The federal government is considering giving Border Force, the tax office and other agencies either access to telecommunications data or other electronic surveillance powers under reforms planned to be brought before parliament in 2023.
Home Affairs minister Karen Andrews on Monday released a discussion paper [pdf] on the proposed reforms, which were first flagged this time last year.
The government’s intention is to repeal a “patchwork” of surveillance laws including the Telecommunications (Interception and Access) Act 1979 - which has been changed more than 100 times in 15 years - along with the Surveillance Devices Act “and relevant parts of the ASIO Act”, and replace them “with a single, streamlined and technology neutral Act.”

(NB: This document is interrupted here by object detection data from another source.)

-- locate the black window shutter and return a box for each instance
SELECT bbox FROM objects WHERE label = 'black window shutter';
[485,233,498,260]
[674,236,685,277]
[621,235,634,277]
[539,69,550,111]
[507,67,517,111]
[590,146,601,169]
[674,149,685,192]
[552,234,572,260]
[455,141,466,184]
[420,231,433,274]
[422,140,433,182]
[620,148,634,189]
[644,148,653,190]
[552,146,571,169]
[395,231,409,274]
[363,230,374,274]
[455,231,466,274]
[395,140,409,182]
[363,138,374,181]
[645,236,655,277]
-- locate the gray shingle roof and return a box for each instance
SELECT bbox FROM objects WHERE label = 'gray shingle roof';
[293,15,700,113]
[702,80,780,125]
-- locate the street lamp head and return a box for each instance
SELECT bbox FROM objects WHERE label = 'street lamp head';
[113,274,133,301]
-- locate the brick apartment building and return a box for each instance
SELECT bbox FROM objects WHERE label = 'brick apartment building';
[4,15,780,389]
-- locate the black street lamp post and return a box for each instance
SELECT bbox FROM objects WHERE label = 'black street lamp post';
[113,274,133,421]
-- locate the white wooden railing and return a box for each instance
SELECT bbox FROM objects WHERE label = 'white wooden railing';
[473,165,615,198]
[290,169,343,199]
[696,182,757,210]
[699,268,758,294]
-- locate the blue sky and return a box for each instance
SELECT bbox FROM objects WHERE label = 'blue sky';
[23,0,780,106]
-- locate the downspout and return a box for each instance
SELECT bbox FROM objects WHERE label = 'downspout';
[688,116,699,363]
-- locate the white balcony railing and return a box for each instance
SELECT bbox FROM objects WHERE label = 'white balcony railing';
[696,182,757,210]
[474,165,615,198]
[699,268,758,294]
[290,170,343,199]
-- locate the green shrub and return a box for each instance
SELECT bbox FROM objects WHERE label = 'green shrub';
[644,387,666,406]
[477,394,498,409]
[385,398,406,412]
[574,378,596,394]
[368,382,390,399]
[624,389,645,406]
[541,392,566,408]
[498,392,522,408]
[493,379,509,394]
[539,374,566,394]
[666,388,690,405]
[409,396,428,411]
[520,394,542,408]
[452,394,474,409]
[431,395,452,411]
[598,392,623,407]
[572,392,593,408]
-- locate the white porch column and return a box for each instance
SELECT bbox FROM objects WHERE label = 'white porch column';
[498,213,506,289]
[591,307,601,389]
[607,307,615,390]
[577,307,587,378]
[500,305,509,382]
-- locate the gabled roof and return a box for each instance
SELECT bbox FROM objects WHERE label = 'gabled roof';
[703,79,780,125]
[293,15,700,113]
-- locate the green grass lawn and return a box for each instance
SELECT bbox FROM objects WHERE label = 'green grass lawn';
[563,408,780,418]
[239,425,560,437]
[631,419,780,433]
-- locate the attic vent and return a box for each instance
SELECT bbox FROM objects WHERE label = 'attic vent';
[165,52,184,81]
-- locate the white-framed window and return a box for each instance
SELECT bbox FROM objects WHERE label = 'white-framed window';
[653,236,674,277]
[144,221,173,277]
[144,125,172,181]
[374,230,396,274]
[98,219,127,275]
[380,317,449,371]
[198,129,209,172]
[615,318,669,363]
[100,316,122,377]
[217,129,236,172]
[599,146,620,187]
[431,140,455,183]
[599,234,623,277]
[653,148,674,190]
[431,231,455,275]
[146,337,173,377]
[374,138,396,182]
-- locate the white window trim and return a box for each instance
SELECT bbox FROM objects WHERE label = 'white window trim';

The government is calling it the “most significant reform to Australia’s national security laws in more than four decades.”
It has promised two years of consultation, with an aim of finalising a bill to put before the parliament in 2023.
One of the changes flagged in the discussion paper is a formal expansion of the number of agencies that can make use of Telecommunications Act sections 280(1)(b) and 313(3).
Section 280(1)(b) will be well-known to telco observers as the “loophole” that enables a range of agencies from councils to the RSPCA and environmental authorities to access telecommunications metadata.
Section 313, meanwhile, is a website blocking power infamously used by the Australian Securities and Investments Commission (ASIC) to overblock thousands of legitimate websites.
The government proposed today that agencies “only be able to use electronic surveillance powers where those powers are needed to perform their functions.”
However, it’s not clear if existing loopholes will be closed, with the discussion paper noting that “the reform does not propose to remove any existing powers under the TIA Act, SD Act and ASIO Act from any agencies.”
In addition, the paper canvasses providing extra surveillance powers to a range of different agencies.
It says the government will consider providing “the Australian Transaction Reports and Analysis Centre (AUSTRAC) with the power to access telecommunications data for the purposes of fulfilling its dual financial intelligence and regulatory roles to prevent money laundering and terrorism financing”.
It will also consider giving “the Australian Taxation Office (ATO) … the power to access telecommunications data for the purpose of protecting public revenue from serious financial crimes”.
“With respect to the ATO, access to telecommunications data would support or, in some cases, potentially replace expensive, resource-intensive and intrusive physical surveillance operations,” the government said.
“[The] ATO experience demonstrates that telecommunications data would also be a critical tool in excluding non-involved individuals from lines of inquiry, or in establishing a relationship between an original person of interest being investigated (for example, for tax fraud) and a larger group of individuals committing serious criminal offences (such as large-scale fraud against the Commonwealth).”
The government is also considering handing “state and territory corrective services the power to access telecommunications data, for the purposes of monitoring criminal offenders; the Australian Border Force with the power to use tracking devices to investigate border-related measures; and the Australian Criminal Intelligence Commission (ACIC) with the power to use its electronic surveillance powers for a slightly wider range of investigations.”
The government said that each proposal had been recommended by an earlier review or parliamentary committee.
New definition of 'communication'
The changes also canvas redefining “communication” in surveillance legislation to cover a wider range of technology platforms and services.
The government said it wants “communication” to encompass “phone calls, emails, instant messages, video conversations and conversations via over-the-top messaging applications”, including “draft emails” and “unsent” IM messages.
It also believes “communications” should stretch to “a person’s activities on the internet; electronic files stored locally or in the cloud; “interactions between a person and a machine” such as via chatbots; and machine-to-machine communications.
The government said that “modernising the definition of communication will likely result in more information being protected and better controls on access to that information.”
“Under the new framework, government agencies will only be able to access this broader range of information under a warrant or authorisation, and this access will be subject to robust oversight and safeguards,” it said.
The government is accepting submissions through to February 11, 2022.